Dec. 13 (Bloomberg) -- Oil options volatility fell as underlying futures rose the most in almost four weeks on speculation there may be a supply disruption.
Implied volatility for at-the-money options expiring in January, a measure of expected swings in futures and a gauge of options prices, declined to 35.1 at 2 p.m. in New York from 36.8 yesterday. Futures rose on a report that Iran will hold drills to close the Strait of Hormuz, a bottleneck for oil exports from the Persian Gulf.

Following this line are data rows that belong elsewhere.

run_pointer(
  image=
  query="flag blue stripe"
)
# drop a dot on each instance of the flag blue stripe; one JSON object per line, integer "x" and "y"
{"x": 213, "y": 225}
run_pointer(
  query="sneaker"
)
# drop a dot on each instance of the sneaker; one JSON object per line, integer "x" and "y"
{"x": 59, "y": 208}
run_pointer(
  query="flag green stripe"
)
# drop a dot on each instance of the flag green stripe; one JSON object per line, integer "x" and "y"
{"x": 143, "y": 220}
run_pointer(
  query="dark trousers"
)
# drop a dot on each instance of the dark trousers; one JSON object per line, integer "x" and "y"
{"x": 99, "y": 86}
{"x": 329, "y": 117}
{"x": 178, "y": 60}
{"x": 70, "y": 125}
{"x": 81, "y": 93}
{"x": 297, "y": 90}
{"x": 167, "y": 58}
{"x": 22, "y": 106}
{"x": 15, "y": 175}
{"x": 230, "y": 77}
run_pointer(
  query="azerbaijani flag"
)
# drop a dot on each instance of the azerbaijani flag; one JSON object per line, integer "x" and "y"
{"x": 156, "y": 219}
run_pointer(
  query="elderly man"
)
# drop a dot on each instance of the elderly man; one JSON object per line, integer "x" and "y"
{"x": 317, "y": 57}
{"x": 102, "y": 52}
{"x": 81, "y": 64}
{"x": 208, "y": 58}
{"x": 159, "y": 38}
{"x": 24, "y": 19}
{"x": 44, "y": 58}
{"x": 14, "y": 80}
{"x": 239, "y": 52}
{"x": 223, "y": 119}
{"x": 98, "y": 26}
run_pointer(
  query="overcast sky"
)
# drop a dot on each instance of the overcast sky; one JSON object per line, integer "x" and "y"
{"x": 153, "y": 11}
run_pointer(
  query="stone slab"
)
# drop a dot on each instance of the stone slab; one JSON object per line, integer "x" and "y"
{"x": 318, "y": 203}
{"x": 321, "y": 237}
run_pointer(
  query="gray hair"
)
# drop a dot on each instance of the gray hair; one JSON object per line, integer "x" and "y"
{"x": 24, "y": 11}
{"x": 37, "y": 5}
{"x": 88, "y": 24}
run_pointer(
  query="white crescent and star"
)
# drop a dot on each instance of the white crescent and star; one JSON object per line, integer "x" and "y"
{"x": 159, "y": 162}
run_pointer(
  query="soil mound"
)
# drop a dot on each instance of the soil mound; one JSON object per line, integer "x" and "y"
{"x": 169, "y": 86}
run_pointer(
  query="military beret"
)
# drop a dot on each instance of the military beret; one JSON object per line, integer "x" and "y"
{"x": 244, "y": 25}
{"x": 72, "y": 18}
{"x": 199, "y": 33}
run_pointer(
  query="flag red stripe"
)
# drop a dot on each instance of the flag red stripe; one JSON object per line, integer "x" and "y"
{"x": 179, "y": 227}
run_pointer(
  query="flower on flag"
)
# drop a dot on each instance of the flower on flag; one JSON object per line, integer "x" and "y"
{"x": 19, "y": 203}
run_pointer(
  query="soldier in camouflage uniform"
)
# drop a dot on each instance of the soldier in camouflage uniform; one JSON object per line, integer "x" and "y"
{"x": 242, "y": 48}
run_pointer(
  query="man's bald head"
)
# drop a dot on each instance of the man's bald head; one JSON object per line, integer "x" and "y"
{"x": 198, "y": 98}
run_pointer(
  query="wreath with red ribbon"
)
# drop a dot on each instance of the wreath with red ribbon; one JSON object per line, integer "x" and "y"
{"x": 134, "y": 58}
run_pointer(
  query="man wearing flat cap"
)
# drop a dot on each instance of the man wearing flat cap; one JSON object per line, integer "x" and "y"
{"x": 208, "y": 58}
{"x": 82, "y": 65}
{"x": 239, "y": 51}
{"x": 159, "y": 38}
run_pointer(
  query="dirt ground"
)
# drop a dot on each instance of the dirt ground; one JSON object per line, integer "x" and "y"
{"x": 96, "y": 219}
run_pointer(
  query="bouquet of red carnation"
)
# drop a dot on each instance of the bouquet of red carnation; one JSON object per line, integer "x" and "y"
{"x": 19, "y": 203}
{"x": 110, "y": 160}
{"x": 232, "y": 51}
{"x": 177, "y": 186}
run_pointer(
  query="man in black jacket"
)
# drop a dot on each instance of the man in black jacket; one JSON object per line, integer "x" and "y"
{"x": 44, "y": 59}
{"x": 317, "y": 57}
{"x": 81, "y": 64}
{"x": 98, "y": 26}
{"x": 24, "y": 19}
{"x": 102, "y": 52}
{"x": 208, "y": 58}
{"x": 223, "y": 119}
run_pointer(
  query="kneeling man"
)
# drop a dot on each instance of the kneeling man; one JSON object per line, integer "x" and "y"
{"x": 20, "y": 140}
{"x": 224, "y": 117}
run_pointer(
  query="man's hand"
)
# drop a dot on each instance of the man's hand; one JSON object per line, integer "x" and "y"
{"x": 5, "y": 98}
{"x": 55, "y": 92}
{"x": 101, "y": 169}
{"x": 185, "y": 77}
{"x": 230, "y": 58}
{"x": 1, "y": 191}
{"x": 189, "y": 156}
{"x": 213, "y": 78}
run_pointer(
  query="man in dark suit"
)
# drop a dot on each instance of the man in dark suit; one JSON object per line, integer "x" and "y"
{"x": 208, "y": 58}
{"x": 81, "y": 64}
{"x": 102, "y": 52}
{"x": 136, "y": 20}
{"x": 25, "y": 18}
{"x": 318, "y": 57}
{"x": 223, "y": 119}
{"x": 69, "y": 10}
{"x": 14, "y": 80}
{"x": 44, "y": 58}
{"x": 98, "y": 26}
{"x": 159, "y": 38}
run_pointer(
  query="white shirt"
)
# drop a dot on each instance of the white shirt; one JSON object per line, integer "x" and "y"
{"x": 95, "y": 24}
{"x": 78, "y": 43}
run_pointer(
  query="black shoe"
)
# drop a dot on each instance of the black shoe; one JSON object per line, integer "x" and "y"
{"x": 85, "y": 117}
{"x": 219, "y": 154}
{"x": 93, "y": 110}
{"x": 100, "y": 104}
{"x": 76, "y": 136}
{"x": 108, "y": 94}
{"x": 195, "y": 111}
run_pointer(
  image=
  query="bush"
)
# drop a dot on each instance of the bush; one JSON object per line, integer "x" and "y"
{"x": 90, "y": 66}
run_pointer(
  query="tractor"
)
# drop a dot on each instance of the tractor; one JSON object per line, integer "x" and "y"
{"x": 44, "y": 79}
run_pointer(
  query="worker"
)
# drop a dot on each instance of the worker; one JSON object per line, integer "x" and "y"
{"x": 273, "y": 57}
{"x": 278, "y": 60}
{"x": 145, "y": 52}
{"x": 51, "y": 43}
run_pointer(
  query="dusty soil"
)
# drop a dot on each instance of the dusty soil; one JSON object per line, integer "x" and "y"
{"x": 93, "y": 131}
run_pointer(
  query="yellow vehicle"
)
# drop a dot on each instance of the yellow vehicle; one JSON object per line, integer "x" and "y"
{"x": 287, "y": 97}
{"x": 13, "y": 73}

The most active options contracts in electronic trading today were February $85 puts, with 3,040 lots changing hands as of 2:12 p.m. in New York. The options fell 34 cents to 61 cents a barrel. January $95 puts traded 2,508 lots, dropping 37 cents to 11 cents. One contract covers 1,000 barrels of crude.
Oil for January delivery was up $2.39, or 2.4 percent, to $100.16 a barrel at 1:56 p.m. on the New York Mercantile Exchange, heading for the biggest gain since Nov. 16.
February $130 calls were the most active options traded in the previous session, with 6,185 lots changing hands. They dropped 3 cents to 21 cents a barrel. The next-most active options, February $135 calls, declined 2 cents to 17 cents on volume of 5,808 contracts.
Open interest was highest for December 2012 $150 calls with 38,023 contracts. Next were December 2012 $80 puts with 35,704 contracts and December 2012 $100 calls with 32,766.
The exchange distributes real-time data for electronic trading and releases information the next business day on floor trading, where the bulk of options trading occurs.